The Challenges of the MVNO Business Model in Canada

by Istvan Fekete on January 12, 2015

The recent regulation of wholesale roaming rates brought a welcome fix to what we often referred to as a highly uncompetitive mobile landscape, but it failed to address some of the issues: The incumbent wireless players, for example, have no obligation to lease network access to competitors that don’t have a network of their own, reports the Globe and Mail.

You may recall that during the CRTC’s public hearing on the topic of wholesale roaming prices, Cogeco Cable argued that Canada lacks a “proliferation of independent MVNOs”. Simply put, the MVNO business model means a branded reseller buying a service from an established carrier, and marketing and billing under its own brand, typically at a discounted price.

“Because MVNOs do not operate their own networks, they are, to a certain extent, at the mercy of the operators who own the mobile infrastructure, with whom they must contract for service,” Justice Myers wrote, adding: “As anyone who owns a mobile phone in Canada will know, the number of operators is limited.”

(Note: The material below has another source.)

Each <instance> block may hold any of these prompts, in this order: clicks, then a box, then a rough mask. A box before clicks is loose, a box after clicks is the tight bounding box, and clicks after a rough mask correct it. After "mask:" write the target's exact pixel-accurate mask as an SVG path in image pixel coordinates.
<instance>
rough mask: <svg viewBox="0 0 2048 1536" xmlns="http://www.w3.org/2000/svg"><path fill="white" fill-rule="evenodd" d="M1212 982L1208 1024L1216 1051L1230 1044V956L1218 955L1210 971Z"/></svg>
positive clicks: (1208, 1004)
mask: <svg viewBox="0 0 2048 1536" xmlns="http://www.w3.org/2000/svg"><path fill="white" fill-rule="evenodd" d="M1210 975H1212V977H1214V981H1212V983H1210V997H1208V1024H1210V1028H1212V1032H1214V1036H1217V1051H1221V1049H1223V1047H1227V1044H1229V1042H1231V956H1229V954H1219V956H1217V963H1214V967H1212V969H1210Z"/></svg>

These businesses do not own a wireless network of their own. A recent divorce case between Mark Reid, cofounder of MNVO Cityfone Telecommunications Inc., and his wife, Denise (not involved in the company), involving Rogers, Telus’ vice president of corporate development Stephen Lewis, and Wind Mobile’s Anthony Lacavera reveals the fate of these businesses in Canada, as there is a lack of rules mandating wholesale access.

Shortly after Cityfone inked a deal with Rogers, the company was valued at $2.9 million. However, as mentioned before, the MVNO business model means you are totally dependent on the incumbent player, which obviously locked the reseller into a five-year exclusive agreement. This, of course, narrowed Cityfone’s possibilities for a possible buyer as well, alongside the need of approval from Rogers for any marketing campaign they wanted to launch.

Fast forward to 2010: Telus showed interest in acquiring Cityfone, but since Rogers reserved the right to first refusal, it ultimately acquired the company for $26 million.

While this can be presented as a success story, the sad part is Cityfone’s failure to reach its marketing goals: It projected 100,000 customers by 2010, but it hardly counted 42,000 at the time of the purchase. But this shouldn’t surprise anyone with knowledge of the Canadian wireless landscape: Just look at Public Mobile and recall Wind Mobile’s initial goals.